Expression of Drosophila trehalose-phosphate synthase in HEK-293 cells increases hypoxia tolerance.

Increasing hypoxia tolerance in mammalian cells is potentially of major importance, but it has not been feasible thus far. The disaccharide trehalose, which accumulates dramatically during heat shock, enhances thermotolerance and reduces aggregation of denatured proteins. Previous studies from our laboratory showed that over-expression of Drosophila trehalose-phosphate synthase (dtps1) increases the trehalose level and anoxia tolerance in flies. To determine whether trehalose can protect against anoxic injury in mammalian cells, we transfected the dtps1 gene into human HEK-293 cells using the recombinant plasmid pcDNA3.1(-)-dtps1 and obtained more than 20 stable cell strains. Glucose starvation in culture showed that HEK-293 cells transfected with pcDNA3.1(-)-dtps1 (HEK-dtps1) do not metabolize intracellular trehalose, and, interestingly, these cells accumulated intracellular trehalose during hypoxic exposure. In contrast to HEK-293 cells transfected with pcDNA3.1(-) (HEK-v), cells with trehalose were more resistant to low oxygen stress (1% O2). To elucidate how trehalose protects cells from anoxic injury, we assayed protein solubility and the amount of ubiquitinated proteins. There was three times more insoluble protein in HEK-v than in HEK-dtps1 after 3 days of exposure to low O2. The amount of Na+-K+ ATPase present in the insoluble proteins dramatically increased in HEK-v cells after 2 and 3 days of exposure, whereas there was no significant change in HEK-dtps1 cells.

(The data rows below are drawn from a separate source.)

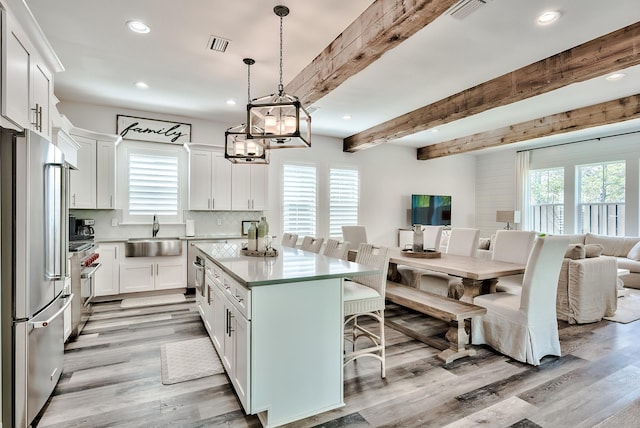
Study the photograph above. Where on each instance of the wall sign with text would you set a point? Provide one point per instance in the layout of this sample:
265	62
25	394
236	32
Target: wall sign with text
159	131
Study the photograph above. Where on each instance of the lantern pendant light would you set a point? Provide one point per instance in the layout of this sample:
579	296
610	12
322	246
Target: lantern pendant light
280	119
238	147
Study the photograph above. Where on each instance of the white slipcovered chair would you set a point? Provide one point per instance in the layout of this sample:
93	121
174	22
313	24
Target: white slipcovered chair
309	243
354	234
523	326
463	242
334	248
364	296
289	240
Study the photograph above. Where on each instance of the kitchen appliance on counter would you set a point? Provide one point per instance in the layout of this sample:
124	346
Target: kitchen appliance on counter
81	229
33	265
84	265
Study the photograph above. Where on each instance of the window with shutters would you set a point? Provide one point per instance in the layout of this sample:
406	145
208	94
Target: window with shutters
299	199
153	181
344	196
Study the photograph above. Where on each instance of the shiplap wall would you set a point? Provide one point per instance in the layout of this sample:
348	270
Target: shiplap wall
495	189
495	177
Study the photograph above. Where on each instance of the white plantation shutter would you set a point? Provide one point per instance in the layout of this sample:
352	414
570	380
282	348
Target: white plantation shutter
153	185
344	186
299	200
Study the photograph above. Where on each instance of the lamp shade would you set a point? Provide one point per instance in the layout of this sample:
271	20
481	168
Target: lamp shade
508	216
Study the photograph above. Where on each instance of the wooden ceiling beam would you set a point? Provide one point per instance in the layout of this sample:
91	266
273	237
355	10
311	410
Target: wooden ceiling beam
619	110
381	27
612	52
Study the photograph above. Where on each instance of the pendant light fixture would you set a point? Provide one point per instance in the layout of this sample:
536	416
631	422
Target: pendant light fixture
279	119
238	147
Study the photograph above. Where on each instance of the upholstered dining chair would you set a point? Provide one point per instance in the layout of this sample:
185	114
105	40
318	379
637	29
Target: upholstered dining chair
364	297
524	326
462	242
335	248
289	240
354	234
513	246
309	243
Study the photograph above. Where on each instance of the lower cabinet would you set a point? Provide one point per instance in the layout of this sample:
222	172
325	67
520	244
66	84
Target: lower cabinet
152	273
107	278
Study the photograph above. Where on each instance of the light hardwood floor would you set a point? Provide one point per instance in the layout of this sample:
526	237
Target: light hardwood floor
112	379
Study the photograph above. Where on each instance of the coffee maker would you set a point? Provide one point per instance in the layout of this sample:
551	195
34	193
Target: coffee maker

Ubiquitinated proteins increased dramatically in HEK-v cells after 2 and 3 days of exposure but not in HEK-dtps1 cells over the same period. Our results indicate that increased trehalose in mammalian cells following transfection by the Drosophila tps1 gene protects cells from hypoxic injury. The mechanism of this protection is likely related to a decrease in protein denaturation, through protein-trehalose interactions, resulting in enhanced cellular recovery from hypoxic stress.